The highly polygenic and pleiotropic nature of behavioural traits, psychiatric disorders and structural and functional brain phenotypes complicate mechanistic interpretation of related genome-wide association study (GWAS) signals, thereby obscuring underlying causal biological processes. We propose genomic principal and independent component analysis (PCA, ICA) to decompose a large set of univariate GWAS statistics of multimodal brain traits into more interpretable latent genomic components. Here we introduce and evaluate this novel methods various analytic parameters and reproducibility across independent samples. Two UK Biobank GWAS summary statistic releases of 2240 imaging-derived phenotypes (IDPs) were retrieved. Genome-wide beta-values and their corresponding standard-error scaled z-values were decomposed using genomic PCA/ICA. We evaluated variance explained at multiple dimensions up to 200. We tested the inter-sample reproducibility of output of dimensions 5, 10, 25 and 50. Reproducibility statistics of the respective univariate GWAS served as benchmarks. Reproducibility of 10-dimensional PCs and ICs showed the best trade-off between model complexity and robustness and variance explained (PCs: |r - max| = 0.33, |r - max| = 0.30; ICs: |r - max| = 0.23, |r - max| = 0.19). Genomic PC and IC reproducibility improved substantially relative to mean univariate GWAS reproducibility up to dimension 10. Genomic components clustered along neuroimaging modalities. Our results indicate that genomic PCA and ICA decompose genetic effects on IDPs from GWAS statistics with high reproducibility by taking advantage of the inherent pleiotropic patterns. These findings encourage further applications of genomic PCA and ICA as fully data-driven methods to effectively reduce the dimensionality, enhance the signal to noise ratio and improve interpretability of high-dimensional multitrait genome-wide analyses.

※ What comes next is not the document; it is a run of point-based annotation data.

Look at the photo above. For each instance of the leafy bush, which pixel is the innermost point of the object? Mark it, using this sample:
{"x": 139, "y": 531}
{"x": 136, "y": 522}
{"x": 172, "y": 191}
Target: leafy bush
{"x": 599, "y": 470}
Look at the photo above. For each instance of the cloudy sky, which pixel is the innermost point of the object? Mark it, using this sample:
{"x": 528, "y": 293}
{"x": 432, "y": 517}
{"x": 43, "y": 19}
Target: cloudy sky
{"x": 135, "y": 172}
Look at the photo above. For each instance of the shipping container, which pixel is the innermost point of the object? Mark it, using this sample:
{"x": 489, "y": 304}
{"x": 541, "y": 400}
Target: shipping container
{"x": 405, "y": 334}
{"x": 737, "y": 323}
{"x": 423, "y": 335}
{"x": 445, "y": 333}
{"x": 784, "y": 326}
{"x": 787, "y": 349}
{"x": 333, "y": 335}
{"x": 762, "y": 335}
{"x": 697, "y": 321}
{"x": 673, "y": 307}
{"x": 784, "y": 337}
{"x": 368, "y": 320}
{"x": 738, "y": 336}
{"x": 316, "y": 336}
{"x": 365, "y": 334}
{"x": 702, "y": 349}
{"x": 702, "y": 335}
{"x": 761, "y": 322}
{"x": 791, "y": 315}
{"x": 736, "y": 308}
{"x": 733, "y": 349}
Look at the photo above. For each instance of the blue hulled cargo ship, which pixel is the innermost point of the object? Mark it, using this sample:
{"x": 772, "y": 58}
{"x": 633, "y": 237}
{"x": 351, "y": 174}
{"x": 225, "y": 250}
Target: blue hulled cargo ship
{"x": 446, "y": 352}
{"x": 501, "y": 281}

行为特征、精神疾病以及大脑结构和功能表型具有高度多基因和多效性的本质,这使得对相关全基因组关联研究(GWAS)信号的机制解释变得复杂,从而模糊了潜在的因果生物学过程。我们提出基因组主成分分析和独立成分分析(PCA,ICA),以将大量多模态大脑特征的单变量GWAS统计数据分解为更具可解释性的潜在基因组成分。在此,我们介绍并评估了这种新方法的各种分析参数以及在独立样本中的可重复性。我们检索了英国生物银行两次发布的2240种影像学衍生表型(IDP)的GWAS汇总统计数据。使用基因组PCA/ICA对全基因组β值及其相应的标准误差缩放z值进行分解。我们评估了高达200维的多个维度上所解释的方差。我们测试了第5、10、25和50维度输出的样本间可重复性。各个单变量GWAS的可重复性统计数据用作基准。10维主成分和独立成分的可重复性在模型复杂性、稳健性和所解释的方差之间显示出最佳平衡(主成分:|r - max| = 0.33,|r - max| = 0.30;独立成分:|r - max| = 0.23,|r - max| = 0.19)。相对于单变量GWAS的平均可重复性,基因组主成分和独立成分的可重复性在维度10之前有显著提高。基因组成分沿着神经影像学模态聚类。我们的结果表明,基因组PCA和ICA通过利用内在的多效性模式,以高可重复性从GWAS统计数据中分解对IDP的遗传效应。这些发现鼓励进一步将基因组PCA和ICA作为完全数据驱动的方法加以应用,以有效降低维度、提高信噪比并改善高维多特征全基因组分析的可解释性。